Annu Int Conf IEEE Eng Med Biol Soc. 2021 Nov;2021:2186-2190. doi: 10.1109/EMBC46164.2021.9630438.
Elderly health monitoring, rehabilitation training, and sport supervision could benefit from continuous assessment of joint angle, and angular velocity to identify the joint movement patterns. However, most of the measurement systems are designed based on special kinematic sensors to estimate angular velocities. The study aims to measure the lower limb joint angular velocity based on a 2D vision camera system during squat and walking on treadmill action using deep convolution neural network (CNN) architecture. Experiments were conducted on 12 healthy adults, and six digital cameras were used to capture the videos of the participant actions in lateral and frontal view. The normalized cross-correlation (Cc) analysis was performed to obtain a degree of symmetry of the ground truth and estimated angular velocity waveform patterns. Mean Cc for angular velocity estimation by deep CNN model has higher than 0.90 in walking on the treadmill and 0.89 in squat action. Furthermore, joint-wise angular velocities at the hip, knee, and ankle joints were observed and compared. The proposed system gets higher estimation performance under the lateral view and the frontal view of the camera. This study potentially eliminates the requirement of wearable sensors and proves the applicability of using video-based system to measure joint angular velocities during squat and walking on a treadmill actions.
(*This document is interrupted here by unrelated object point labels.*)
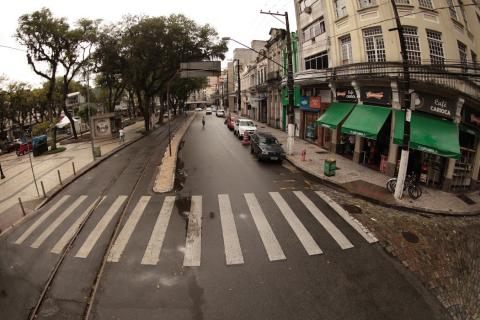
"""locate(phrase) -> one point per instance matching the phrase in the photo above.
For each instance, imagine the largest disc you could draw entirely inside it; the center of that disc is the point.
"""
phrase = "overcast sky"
(240, 20)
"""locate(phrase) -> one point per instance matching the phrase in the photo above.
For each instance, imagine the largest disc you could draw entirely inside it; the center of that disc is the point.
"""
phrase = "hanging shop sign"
(472, 117)
(315, 102)
(438, 106)
(346, 94)
(376, 95)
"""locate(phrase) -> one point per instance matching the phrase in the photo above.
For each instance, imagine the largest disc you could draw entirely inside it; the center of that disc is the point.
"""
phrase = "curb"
(69, 181)
(410, 209)
(171, 185)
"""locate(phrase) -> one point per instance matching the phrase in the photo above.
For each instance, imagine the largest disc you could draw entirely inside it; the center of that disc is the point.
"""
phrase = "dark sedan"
(266, 147)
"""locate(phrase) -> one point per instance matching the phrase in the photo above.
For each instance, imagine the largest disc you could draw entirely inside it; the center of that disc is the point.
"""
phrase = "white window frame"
(376, 46)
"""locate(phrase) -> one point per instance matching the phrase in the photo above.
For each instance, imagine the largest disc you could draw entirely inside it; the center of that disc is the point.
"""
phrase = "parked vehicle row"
(263, 145)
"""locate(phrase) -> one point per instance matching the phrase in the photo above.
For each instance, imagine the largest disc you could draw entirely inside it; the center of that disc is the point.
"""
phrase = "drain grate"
(352, 208)
(410, 236)
(465, 199)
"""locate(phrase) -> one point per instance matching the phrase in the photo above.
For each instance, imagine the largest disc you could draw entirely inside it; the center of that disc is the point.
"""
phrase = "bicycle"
(410, 185)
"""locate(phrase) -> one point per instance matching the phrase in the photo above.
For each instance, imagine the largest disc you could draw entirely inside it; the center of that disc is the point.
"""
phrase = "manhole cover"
(410, 237)
(352, 208)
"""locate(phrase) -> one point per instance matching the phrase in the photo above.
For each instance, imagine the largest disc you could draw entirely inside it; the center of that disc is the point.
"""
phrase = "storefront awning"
(366, 121)
(429, 134)
(336, 112)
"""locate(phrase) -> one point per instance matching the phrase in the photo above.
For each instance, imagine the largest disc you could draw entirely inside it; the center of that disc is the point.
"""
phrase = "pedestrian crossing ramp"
(66, 214)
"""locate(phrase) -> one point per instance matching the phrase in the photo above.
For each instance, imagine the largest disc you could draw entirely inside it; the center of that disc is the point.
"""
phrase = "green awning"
(429, 134)
(336, 112)
(366, 121)
(469, 130)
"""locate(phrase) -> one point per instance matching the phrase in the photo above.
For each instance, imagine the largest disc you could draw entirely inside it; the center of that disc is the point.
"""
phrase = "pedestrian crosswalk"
(44, 230)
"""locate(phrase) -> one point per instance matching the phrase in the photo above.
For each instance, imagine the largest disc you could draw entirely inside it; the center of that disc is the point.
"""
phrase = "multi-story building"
(353, 48)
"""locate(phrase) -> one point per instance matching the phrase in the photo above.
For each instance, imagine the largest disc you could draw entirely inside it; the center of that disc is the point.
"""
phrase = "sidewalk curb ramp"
(411, 209)
(69, 181)
(165, 177)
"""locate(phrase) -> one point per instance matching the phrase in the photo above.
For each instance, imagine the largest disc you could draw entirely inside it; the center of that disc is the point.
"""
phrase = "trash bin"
(329, 167)
(96, 152)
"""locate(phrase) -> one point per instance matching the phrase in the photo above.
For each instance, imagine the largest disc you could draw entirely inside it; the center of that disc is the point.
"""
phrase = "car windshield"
(247, 123)
(268, 140)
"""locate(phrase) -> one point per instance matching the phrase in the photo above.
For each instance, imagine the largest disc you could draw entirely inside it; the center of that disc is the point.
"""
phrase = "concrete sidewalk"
(19, 178)
(369, 183)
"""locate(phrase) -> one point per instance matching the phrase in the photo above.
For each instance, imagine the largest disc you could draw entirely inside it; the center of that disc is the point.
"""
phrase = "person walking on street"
(121, 135)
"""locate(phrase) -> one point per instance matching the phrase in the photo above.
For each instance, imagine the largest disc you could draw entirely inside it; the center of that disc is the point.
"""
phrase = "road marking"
(154, 247)
(87, 246)
(270, 242)
(124, 235)
(193, 245)
(60, 245)
(357, 225)
(302, 233)
(233, 251)
(41, 219)
(336, 234)
(52, 227)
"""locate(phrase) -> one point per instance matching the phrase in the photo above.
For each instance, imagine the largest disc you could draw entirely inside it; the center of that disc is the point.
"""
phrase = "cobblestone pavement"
(443, 252)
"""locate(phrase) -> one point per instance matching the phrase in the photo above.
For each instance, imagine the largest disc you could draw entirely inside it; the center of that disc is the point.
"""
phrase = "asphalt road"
(267, 273)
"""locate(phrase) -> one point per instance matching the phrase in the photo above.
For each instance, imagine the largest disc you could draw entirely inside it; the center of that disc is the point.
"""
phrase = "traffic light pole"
(402, 170)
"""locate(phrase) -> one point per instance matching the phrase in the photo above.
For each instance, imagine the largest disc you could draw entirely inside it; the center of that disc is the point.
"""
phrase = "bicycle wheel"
(414, 191)
(391, 184)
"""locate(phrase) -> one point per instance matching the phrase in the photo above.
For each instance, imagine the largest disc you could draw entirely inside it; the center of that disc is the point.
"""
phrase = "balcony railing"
(461, 77)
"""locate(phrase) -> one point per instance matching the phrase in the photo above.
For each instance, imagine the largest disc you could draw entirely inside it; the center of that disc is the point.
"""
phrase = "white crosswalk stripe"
(270, 242)
(336, 234)
(124, 236)
(54, 225)
(35, 225)
(193, 245)
(154, 247)
(88, 245)
(364, 232)
(67, 236)
(301, 232)
(233, 252)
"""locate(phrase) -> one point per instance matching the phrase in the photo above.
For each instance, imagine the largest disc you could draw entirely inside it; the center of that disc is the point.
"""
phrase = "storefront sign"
(315, 102)
(438, 106)
(376, 95)
(347, 94)
(472, 117)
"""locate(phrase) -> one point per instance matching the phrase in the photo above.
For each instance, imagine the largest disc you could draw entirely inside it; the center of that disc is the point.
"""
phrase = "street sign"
(200, 69)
老年人健康监测、康复训练和运动监督可以受益于对关节角度和角速度的连续评估,以识别关节运动模式。然而,大多数测量系统都是基于特殊的运动传感器来估计角速度而设计的。本研究旨在使用深度卷积神经网络(CNN)架构,基于二维视觉相机系统在深蹲和跑步机行走动作期间测量下肢关节角速度。对 12 名健康成年人进行了实验,并使用六台数码相机从侧面和正面拍摄参与者动作的视频。通过归一化互相关(Cc)分析,获得地面真实和估计角速度波形模式的对称程度。通过深度 CNN 模型进行角速度估计的平均 Cc 在跑步机行走时高于 0.90,在深蹲动作时高于 0.89。此外,还观察和比较了髋关节、膝关节和踝关节的关节角速度。该系统在相机的侧面和正面视图下具有更高的估计性能。这项研究可能消除了对可穿戴传感器的需求,并证明了使用基于视频的系统在深蹲和跑步机行走动作期间测量关节角速度的适用性。